当前位置:网站首页>temporal database
temporal database
2022-07-22 15:25:00 【Nice night】
List of articles
What is a time series database
Time series database Time Series Database (TSDB)
Time series data is a series of data generated over time , Simply speaking , Data with timestamp .
Although other databases can also process time series data to a certain extent when the data scale is small , but TSDB Data ingestion over time can be handled more effectively 、 Compression and aggregation . Take the Internet of vehicles scenario as an example ,20000 Vehicles , Each car 60 Indicators , Suppose you collect once per second , Then it will be reported every second 20000 * 60 = 1200000 Index value , namely 120W Data index value per second , The value of each indicator is 16 byte ( Assumptions include only 8 Byte timestamp and 8 Floating point number of bytes ), Then every hour will produce 64G Left and right data . In fact, each indicator value will be accompanied by additional data such as labels , The actual storage space required will be larger .
Time series database related concepts
Time series database is a database that deals with time series data , Therefore, its related concepts are closely related to time series data , Here are some basic concepts of time series database .
* Measure Metric:Metric Similar to tables in relational databases (Table), Represents a set of similar time series data , For example, build an air quality sensor Table, Store the monitoring data of all sensors .
* label Tag:Tag Describe the characteristics of the data source , It usually doesn't change over time , For example, sensor equipment , Including equipment DeviceId、 Where the equipment is located Region etc. Tag Information , The internal database will automatically be Tag Index , Support according to Tag To carry out multidimensional retrieval query ;Tag from Tag Key、Tag Value form , Both are String type .

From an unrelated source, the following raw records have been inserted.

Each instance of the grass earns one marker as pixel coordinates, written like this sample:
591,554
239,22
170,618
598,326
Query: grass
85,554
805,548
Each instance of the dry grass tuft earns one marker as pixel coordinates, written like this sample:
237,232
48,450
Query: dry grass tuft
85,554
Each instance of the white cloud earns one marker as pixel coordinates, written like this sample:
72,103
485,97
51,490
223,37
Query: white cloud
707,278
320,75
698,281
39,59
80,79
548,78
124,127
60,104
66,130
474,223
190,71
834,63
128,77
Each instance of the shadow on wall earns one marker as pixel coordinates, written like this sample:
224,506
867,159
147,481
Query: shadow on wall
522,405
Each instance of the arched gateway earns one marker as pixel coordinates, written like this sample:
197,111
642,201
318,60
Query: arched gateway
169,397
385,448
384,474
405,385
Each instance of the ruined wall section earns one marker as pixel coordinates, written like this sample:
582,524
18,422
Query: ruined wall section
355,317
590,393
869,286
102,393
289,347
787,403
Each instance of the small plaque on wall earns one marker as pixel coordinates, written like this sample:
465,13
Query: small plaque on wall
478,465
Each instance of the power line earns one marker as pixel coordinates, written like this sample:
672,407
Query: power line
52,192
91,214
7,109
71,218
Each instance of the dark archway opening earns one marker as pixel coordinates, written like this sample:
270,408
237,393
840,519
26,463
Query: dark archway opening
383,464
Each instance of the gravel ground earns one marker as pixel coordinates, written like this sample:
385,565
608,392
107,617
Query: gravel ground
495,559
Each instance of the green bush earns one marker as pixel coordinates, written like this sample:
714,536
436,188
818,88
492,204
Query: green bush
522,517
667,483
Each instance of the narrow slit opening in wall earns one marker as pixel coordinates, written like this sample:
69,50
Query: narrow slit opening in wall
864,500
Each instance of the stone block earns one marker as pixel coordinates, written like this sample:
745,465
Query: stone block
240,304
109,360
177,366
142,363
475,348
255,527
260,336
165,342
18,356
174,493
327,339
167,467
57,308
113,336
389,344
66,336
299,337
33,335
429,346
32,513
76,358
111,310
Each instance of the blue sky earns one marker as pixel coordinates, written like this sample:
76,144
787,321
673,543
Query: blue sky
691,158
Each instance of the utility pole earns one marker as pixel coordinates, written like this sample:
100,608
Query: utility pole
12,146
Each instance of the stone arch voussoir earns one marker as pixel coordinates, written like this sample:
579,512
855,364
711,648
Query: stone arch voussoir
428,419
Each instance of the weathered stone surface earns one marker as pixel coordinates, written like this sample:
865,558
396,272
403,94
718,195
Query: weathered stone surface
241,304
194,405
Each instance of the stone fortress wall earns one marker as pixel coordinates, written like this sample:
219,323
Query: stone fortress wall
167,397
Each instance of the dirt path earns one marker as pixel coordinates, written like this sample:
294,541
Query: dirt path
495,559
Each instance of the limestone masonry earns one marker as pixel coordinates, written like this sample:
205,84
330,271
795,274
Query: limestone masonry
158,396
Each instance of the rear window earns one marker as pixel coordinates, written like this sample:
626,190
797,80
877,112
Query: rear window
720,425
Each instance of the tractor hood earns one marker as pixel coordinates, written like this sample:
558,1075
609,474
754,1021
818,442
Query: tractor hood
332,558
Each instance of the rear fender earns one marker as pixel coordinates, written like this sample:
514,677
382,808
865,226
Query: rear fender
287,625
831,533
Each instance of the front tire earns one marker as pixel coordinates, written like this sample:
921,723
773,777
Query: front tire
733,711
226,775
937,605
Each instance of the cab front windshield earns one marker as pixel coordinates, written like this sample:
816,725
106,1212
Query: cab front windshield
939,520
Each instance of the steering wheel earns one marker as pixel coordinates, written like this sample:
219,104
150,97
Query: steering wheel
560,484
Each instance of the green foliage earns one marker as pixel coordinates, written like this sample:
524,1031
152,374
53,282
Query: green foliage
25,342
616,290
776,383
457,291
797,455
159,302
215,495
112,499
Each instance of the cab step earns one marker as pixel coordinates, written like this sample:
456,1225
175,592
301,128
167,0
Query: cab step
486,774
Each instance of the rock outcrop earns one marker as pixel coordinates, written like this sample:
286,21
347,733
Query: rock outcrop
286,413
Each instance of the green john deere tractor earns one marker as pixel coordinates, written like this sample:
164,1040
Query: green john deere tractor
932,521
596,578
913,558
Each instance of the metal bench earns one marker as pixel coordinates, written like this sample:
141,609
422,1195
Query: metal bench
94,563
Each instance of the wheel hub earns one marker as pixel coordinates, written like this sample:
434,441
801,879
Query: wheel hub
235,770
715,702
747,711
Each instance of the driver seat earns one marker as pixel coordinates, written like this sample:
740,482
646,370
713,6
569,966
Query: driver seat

* Time stamp Timestamp:Timestamp Represents the time point of data generation , Can be specified when writing , It can also be automatically generated by the system ;
* Measured value Field:Field Describe the measurement indicators of the data source , It usually changes over time , For example, the sensor device contains temperature 、 Humidity, etc Field;
* The data points Data Point: A measurement index value generated by the data source at a certain time (Field Value) It is called a data point , Database query 、 When writing, data points are used as statistical indicators ;
* Timeline Time Series : An indicator of the data source changes over time , Form a timeline ,Metric + Tags + Field Combine to determine a timeline ; The calculation of time series data includes downsampling 、 polymerization (sum、count、max、min etc. )、 Interpolation is based on the timeline dimension ;
Application scenario of time series database
The application scenario of time series database is in the Internet of things and the Internet APM There are many applications in such scenarios , Here are some application scenarios of time series database , But not all :
* Public safety : Online records 、 Call record 、 Individual tracking 、 Interval screening ;
* The power industry : Smart meters 、 Power grid 、 Centralized monitoring of power generation equipment ;
* Internet : The server / Application monitoring 、 User access logs 、 Ad Click log ;
* The Internet of things : The elevator 、 Boiler 、 mechanical 、 Water meters and other networking devices ;
* Transportation industry : Live traffic 、 Intersection flow monitoring 、 Bayonet data ;
* Financial industry : Transaction records 、 Access record 、ATM、POS Machine monitoring ;
Maybe except for this air conditioner , The next elevator project is also a timing database
Characteristics of time series database
It's invariant 、 Uniqueness 、 Time sequencing
Time series data is a series of data based on time . Connect these data points into a line in time coordinates , In the past, we can make multi latitude reports , Reveal its trend 、 Regularity 、 Anomalies ; In the future, we can do big data analysis , machine learning , Realize prediction and early warning .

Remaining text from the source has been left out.